Monday, March 31, 2014

Thanks a lot, Khruschev

The news from Crimea is unsettling, partly because it's not entirely clear to me whether it's bad to have Crimea reattached to Russia in some form.

From a utilitarian perspective, removing the most eastern-oriented portion of Ukraine from its electoral politics would pretty much guarantee a western-oriented political outcome. My less-certain idea is that Russians living closest to the rest of Europe may have more European attitudes, so moving this population into Russia might also somewhat liberalize Russian political attitudes.

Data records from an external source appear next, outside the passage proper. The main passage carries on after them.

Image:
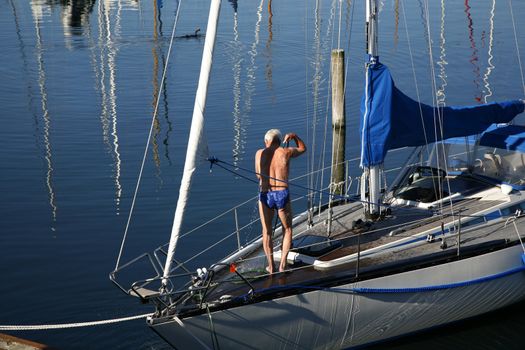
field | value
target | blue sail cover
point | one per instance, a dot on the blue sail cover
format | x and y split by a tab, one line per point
390	119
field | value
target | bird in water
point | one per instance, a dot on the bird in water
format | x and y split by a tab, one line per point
196	34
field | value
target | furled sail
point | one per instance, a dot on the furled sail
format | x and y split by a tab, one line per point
390	119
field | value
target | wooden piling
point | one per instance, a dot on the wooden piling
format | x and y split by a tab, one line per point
338	122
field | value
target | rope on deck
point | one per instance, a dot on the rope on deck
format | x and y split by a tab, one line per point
70	325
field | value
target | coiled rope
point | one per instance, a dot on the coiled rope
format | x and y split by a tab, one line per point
70	325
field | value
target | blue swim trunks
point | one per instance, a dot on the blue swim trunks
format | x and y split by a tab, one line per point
275	199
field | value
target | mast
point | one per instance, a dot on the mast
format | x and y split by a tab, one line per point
371	175
196	133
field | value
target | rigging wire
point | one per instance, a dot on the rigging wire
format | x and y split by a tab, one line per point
149	137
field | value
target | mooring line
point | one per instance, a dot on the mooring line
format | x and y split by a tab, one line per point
70	325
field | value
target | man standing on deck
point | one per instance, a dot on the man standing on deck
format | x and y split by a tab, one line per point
272	168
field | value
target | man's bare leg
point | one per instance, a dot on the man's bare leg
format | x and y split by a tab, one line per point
285	215
266	223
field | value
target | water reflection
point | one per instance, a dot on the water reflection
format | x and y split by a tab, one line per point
488	92
103	58
440	94
474	58
236	68
268	72
396	21
38	14
157	71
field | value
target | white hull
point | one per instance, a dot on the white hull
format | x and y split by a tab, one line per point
335	319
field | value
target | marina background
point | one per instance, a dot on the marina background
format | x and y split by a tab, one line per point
79	84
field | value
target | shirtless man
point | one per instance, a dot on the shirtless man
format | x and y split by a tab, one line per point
271	165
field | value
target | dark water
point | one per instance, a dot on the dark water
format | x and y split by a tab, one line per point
79	82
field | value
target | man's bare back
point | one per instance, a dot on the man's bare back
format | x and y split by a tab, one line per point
272	165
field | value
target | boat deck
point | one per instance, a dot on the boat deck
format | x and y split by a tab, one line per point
399	241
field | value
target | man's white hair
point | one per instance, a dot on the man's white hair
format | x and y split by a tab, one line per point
272	135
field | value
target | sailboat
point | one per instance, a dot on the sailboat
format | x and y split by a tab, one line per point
442	244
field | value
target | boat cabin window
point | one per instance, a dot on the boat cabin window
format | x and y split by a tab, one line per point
494	164
422	184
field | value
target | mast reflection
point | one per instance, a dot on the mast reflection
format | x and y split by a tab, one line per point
488	92
474	59
39	12
442	63
236	68
104	65
268	74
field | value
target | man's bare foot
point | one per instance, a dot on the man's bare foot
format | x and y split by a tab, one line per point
270	270
284	269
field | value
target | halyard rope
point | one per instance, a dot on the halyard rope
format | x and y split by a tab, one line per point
162	81
70	325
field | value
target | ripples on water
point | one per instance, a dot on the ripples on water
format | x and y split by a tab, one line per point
81	81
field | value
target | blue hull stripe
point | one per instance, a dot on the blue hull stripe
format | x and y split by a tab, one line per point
442	286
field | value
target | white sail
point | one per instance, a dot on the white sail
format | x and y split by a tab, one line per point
196	144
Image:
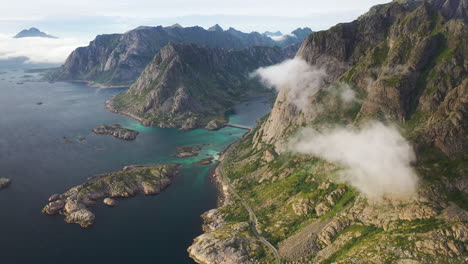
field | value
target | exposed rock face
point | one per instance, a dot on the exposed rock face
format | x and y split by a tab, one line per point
130	181
407	61
117	131
4	182
33	32
110	201
187	152
215	124
188	86
118	59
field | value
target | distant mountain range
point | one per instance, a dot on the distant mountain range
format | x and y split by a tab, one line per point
33	32
119	59
187	85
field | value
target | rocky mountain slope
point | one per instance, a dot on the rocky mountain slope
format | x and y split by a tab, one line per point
406	62
187	85
119	59
33	33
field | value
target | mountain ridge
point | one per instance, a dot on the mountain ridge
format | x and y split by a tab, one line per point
118	59
406	63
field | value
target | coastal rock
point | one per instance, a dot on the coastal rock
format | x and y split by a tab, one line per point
131	180
303	206
269	156
83	217
117	131
73	206
110	201
205	161
4	182
321	209
54	197
189	86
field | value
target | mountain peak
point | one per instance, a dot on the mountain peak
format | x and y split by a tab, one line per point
216	28
33	32
273	34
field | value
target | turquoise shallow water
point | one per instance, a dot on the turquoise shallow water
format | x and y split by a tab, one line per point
143	229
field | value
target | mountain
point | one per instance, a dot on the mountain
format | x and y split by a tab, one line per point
273	34
187	85
118	59
32	32
216	28
406	64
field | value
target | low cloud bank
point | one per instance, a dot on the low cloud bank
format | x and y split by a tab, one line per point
376	158
301	79
37	50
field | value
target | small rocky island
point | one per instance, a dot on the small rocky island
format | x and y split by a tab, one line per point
117	131
4	182
130	181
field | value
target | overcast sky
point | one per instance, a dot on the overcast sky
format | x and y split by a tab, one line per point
86	18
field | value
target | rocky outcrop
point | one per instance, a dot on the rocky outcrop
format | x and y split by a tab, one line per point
406	62
131	180
4	182
211	248
406	58
117	131
119	59
189	86
215	124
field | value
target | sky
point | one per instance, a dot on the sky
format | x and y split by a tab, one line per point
76	22
87	18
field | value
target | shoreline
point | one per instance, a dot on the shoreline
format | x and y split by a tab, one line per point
91	84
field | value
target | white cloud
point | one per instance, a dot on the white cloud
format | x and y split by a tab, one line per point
301	79
282	37
376	158
37	50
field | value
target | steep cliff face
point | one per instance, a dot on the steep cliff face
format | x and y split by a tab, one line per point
406	63
408	59
186	85
119	59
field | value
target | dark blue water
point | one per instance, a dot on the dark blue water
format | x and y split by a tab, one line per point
142	229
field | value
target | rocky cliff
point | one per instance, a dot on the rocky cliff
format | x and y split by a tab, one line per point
131	180
406	64
187	85
119	59
33	33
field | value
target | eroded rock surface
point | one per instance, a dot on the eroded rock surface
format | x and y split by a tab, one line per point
131	180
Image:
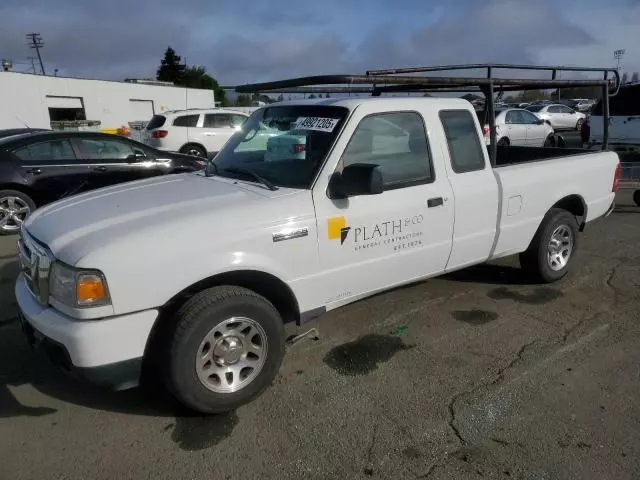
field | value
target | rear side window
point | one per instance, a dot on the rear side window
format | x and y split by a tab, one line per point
627	102
397	142
186	121
104	149
462	138
217	120
156	122
52	151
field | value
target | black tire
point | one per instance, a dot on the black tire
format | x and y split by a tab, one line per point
194	321
20	200
194	150
536	260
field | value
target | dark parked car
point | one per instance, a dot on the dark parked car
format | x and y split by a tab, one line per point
37	168
7	132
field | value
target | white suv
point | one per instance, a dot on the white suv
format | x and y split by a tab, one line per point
196	132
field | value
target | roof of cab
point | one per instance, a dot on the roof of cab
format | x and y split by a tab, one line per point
352	102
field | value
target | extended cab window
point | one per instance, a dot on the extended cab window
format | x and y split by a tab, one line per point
52	151
463	141
397	142
186	121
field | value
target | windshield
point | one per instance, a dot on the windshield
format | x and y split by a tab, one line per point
285	145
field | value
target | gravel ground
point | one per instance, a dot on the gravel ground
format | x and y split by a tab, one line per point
478	374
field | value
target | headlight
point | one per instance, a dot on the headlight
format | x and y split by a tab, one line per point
78	288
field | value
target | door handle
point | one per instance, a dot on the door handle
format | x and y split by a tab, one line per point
434	202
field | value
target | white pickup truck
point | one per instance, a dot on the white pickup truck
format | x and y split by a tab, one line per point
200	271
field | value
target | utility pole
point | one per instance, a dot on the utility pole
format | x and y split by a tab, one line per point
33	63
34	40
618	54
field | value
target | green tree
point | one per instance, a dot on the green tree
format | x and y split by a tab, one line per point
196	76
171	69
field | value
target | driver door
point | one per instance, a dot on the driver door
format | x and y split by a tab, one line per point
113	160
372	242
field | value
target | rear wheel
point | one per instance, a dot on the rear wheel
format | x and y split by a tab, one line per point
226	348
195	150
553	247
15	207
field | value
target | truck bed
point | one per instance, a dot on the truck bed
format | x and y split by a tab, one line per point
512	155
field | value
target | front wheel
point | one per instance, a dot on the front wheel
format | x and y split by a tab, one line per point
226	348
15	207
552	247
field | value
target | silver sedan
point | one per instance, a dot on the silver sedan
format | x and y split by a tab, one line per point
559	116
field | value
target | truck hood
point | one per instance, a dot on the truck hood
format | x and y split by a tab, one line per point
75	226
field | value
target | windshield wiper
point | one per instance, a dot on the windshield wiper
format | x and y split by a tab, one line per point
252	174
210	168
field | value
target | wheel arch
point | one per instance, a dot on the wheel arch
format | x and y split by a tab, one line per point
268	285
575	205
23	189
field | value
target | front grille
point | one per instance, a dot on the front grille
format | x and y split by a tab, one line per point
35	262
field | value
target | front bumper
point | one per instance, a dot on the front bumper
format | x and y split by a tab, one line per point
107	351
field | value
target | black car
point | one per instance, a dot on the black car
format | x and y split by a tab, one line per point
37	168
7	132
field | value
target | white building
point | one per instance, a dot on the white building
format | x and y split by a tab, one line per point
36	100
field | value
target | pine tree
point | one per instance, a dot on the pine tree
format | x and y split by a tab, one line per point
171	69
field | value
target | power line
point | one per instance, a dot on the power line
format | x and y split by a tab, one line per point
34	40
33	63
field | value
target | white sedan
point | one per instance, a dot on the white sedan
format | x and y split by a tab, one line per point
515	126
559	116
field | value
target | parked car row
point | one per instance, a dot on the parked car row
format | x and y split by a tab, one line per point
519	127
197	132
558	116
38	167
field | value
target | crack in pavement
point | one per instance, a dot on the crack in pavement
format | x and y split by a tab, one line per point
609	282
452	402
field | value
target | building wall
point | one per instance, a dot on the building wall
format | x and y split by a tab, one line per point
23	99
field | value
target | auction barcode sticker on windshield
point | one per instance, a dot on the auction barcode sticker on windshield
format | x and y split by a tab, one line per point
316	123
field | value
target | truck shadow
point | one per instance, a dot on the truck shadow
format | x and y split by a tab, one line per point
491	274
21	366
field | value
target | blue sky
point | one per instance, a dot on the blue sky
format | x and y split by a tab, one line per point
242	41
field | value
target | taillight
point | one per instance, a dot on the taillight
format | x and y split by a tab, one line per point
616	179
159	134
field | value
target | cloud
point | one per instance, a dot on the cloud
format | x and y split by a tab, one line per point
242	42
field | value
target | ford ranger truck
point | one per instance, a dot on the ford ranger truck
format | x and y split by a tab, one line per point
200	271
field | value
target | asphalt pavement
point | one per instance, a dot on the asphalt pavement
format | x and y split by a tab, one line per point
474	375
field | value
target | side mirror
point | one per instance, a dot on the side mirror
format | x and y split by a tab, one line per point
136	157
356	179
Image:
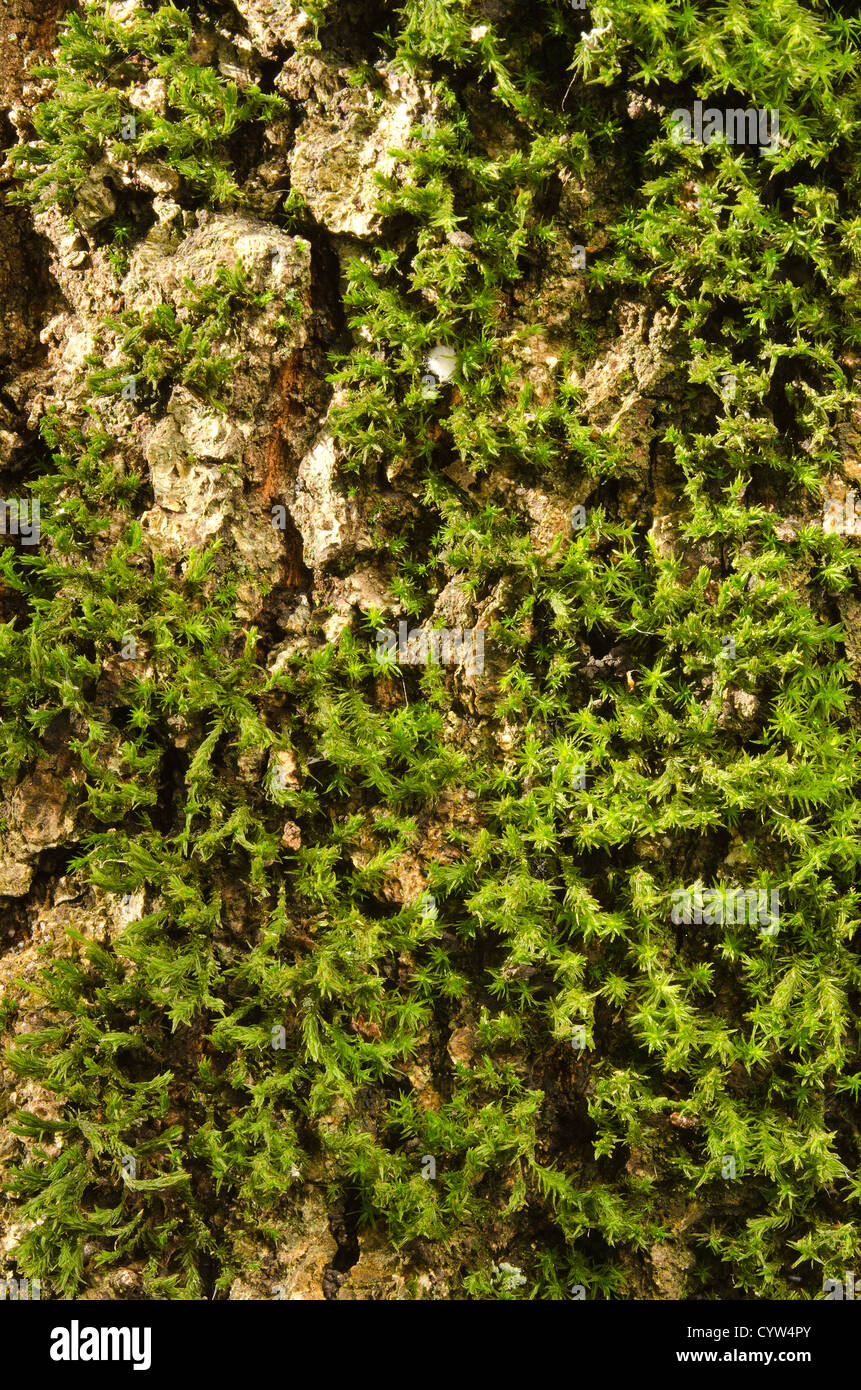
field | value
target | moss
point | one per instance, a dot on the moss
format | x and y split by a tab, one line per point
554	906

From other ethical perspectives, this area was Russian and is populated primarily by Russian speakers, and was only transferred to the Ukraine recently (1954) by a Soviet dictator for reasons that have little to do with the historical or ethical way to govern the region. There are the Crimean Tatars, but AFAICT that's a relatively small minority. I think as a general rule the majority in a region does not have the ethical right to secede their region from the country, but that rule should have exceptions.

The key downside, which may be what motivates Putin as an upside, is that having a Russian-occupied region would make it very difficult for Ukraine to join NATO. This reason partly motivated the Georgia war. Still, I don't see what's to be done about it. The history of eastern Europe in the last generation has been a tremendous victory for liberalism. Consolidating these gains is more important and valuable than restarting a cold war.

Saber-rattling with Russia might have some limited value but not a whole lot, going beyond saber-rattling is definitely a bad idea, and Russia's status as semi-democratic/semi-dictatorial is still fluid, so there are opportunities for liberalization that shouldn't be discouraged. The end game here isn't Ukraine, it's the political liberalization and stabilization of Russia, and successful democracies on its borders take us in that direction.

The game changes if Russian invades other parts of Ukraine, let alone the entire country. That's a real war with assistance needed, although it also needs a limited scope.

One other point I saw somewhere - as in other parts of Slavic Europe, the division here may be more religious than linguistic, with Ukrainian Catholics oriented to the west and Orthodox to the east.